Because of this line just before eductions are introduced:

The problem here is that the reader is not being closed. This resource is being left open and stranded in this code.

it seemed to me that the book was saying that using an eduction was a way to read all the lines of a file into memory and free the reference to the file without causing memory issues. In actuality the eduction is only solving the memory issue and doesn’t have much of an impact on when the file reader can be closed. Do I have that right?

When you realize a lazy sequence, you don’t have to retain the head of the sequence, so even though it caches things, as you consume it, what you no longer have a binding for will get garbage collected. You can use dorun or doseq for that for example. You can also just loop/recur over it with first and rest or next, or use reduce on it. All those won’t retain prior elements and won’t run out of memory even when used on a lazy-seq.

This will retain the head and return the full sequence causing memory issues if you run with a small heap size:

(def a (doall (range 1e7)))
java.lang.OutOfMemoryError: Java heap space
clojure.lang.Compiler$CompilerException: Syntax error macroexpanding at (NO_SOURCE_FILE:1:8).

But these will all be fine, since they don’t retain the head:

(def a (dorun (range 1e7)))
#'user/a

(reduce + (range 1e7))
49999995000000

(loop [xs (range 1e7) sum 0]
  (if-let [ns (next xs)]
    (recur ns (+ sum (first xs)))
    (+ sum (first xs))))
49999995000000

This is actually one of the great things about lazy sequences over eager ones, is that they let you do computations like that where the whole sequence wouldn’t fit in memory.

I wouldn’t say eduction solves the memory issue, since lazy-seqs don’t suffer from one to be solved in the first place.

That just depends on the code you have. Both eduction and lazy-seq don’t actually do anything when called and the computation is delayed until it is needed, so it will fail if you close the reader to line-seq before running the computation.

(def a (with-open [rdr (BufferedReader. (StringReader. "1\n2\n3\n4"))]
         (eduction (map parse-long) (map inc) (line-seq rdr))))

a

java.io.IOException: Stream closed
clojure.lang.ExceptionInfo:

Same as for lazy-seq:

(def a (with-open [rdr (BufferedReader. (StringReader. "1\n2\n3\n4"))]
         (->> (line-seq rdr) (map parse-long) (map inc))))

a

java.io.IOException: Stream closed
clojure.lang.ExceptionInfo:

So I have no idea what the book is trying to say without maybe seeing the full page about it from the book to better understand what they might be alluding too.

Edit:

Oh it might be alluding to this:

(def a (eduction (map identity) (range 1e7)))
(reduce + a)
49999995000000

(def a (map identity (range 1e7)))
(reduce + a)

Exception: java.lang.OutOfMemoryError thrown from the UncaughtExceptionHandler in thread "main"

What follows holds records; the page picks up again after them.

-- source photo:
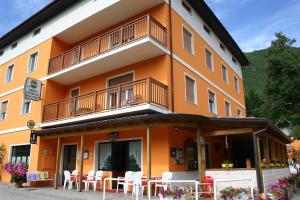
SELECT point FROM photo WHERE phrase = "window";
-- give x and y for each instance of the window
(208, 59)
(236, 84)
(26, 107)
(14, 45)
(186, 6)
(224, 73)
(9, 73)
(187, 40)
(234, 60)
(227, 109)
(238, 113)
(222, 47)
(3, 109)
(32, 65)
(20, 154)
(212, 102)
(36, 31)
(206, 29)
(190, 90)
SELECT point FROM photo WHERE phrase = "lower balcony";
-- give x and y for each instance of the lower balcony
(137, 96)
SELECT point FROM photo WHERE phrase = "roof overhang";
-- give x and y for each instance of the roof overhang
(207, 124)
(214, 23)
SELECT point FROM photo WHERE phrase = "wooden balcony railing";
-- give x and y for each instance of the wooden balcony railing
(137, 29)
(121, 96)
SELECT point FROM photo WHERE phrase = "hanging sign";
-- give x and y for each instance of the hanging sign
(32, 89)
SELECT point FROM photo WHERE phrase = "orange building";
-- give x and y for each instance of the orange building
(155, 86)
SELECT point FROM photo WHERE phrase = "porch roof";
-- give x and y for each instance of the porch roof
(207, 124)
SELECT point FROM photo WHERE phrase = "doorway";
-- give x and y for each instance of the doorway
(69, 158)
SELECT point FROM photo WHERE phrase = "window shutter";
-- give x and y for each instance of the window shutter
(187, 40)
(190, 90)
(4, 107)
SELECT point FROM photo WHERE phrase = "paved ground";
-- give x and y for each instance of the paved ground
(8, 192)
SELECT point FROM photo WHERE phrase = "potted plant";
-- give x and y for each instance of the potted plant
(227, 164)
(175, 194)
(17, 172)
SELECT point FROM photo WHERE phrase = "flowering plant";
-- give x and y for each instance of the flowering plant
(176, 193)
(17, 172)
(230, 193)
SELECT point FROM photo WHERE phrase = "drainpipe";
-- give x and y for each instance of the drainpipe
(259, 176)
(171, 56)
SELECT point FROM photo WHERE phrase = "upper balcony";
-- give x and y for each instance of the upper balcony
(146, 95)
(138, 40)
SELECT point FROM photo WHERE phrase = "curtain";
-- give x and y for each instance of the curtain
(135, 156)
(105, 156)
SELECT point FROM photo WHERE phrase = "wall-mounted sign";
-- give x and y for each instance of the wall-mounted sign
(33, 138)
(32, 89)
(30, 124)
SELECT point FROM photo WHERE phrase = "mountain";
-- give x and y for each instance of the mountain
(255, 74)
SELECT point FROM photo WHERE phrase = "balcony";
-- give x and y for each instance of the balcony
(120, 47)
(110, 101)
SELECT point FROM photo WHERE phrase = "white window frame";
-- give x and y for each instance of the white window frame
(227, 77)
(215, 100)
(195, 89)
(188, 5)
(236, 81)
(22, 107)
(12, 73)
(192, 40)
(230, 112)
(6, 100)
(212, 59)
(36, 65)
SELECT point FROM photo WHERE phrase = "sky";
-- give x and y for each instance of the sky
(252, 23)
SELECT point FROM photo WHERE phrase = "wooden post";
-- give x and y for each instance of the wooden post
(58, 150)
(81, 164)
(266, 149)
(149, 141)
(201, 155)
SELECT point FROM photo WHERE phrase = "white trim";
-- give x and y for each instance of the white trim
(37, 61)
(108, 113)
(215, 101)
(6, 113)
(230, 111)
(192, 40)
(206, 79)
(206, 48)
(186, 75)
(24, 128)
(22, 144)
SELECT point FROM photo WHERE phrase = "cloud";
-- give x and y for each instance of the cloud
(259, 35)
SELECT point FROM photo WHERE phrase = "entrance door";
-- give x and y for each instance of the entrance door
(69, 158)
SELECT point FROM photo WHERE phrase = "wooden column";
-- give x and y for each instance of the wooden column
(81, 163)
(149, 141)
(266, 149)
(201, 154)
(58, 153)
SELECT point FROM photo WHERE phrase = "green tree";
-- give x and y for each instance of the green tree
(283, 81)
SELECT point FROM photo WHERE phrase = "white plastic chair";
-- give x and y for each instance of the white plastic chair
(97, 179)
(125, 181)
(89, 178)
(164, 184)
(138, 187)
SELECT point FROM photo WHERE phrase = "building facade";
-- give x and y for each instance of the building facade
(105, 60)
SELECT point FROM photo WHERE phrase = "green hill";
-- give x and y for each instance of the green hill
(255, 75)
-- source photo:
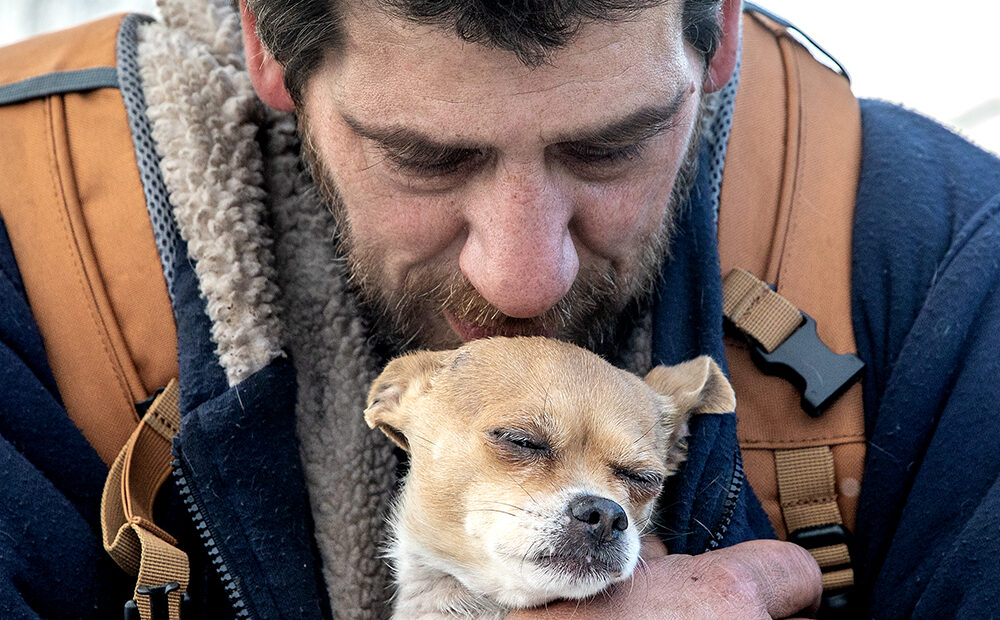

Where again since we’re retaining the head to the sequence, when we later reduce over it, it can run out of memory. Eduction I guess does solve this kind of scenario, because it won’t realize the sequence pointed too by a.

(def a (map identity (range 1e7)))

(let [a' a]
  (def a nil)
  (reduce + a'))
49999995000000

So, with eduction you’re less worried about accidentally retaining the head I guess.

And for the curious who wonder, but doesn’t a' point to the head and thus retain the whole sequence in memory while it is being reduced? The answer is an optimization Clojure does called locals-clearing. Since a' isn’t used in the let after the reduce, its reference actually gets cleared at the point of reduce (before reduce is ran), which is why the head isn’t retained in that let and why the GC will garbage collect elements from the lazy-sequence as they are being reduced over.

Fun fact is that Clojurescript doesn’t have this optimization, and doing the same in Clojurescript will consume a lot of memory, so eduction would be even more helpful in the case of Clojurescript.

3 Likes

Thank you for taking the time to write such a thorough reply. I definitely still have a few gaps in my knowledge of lazy sequences, but now know where to start filling them in.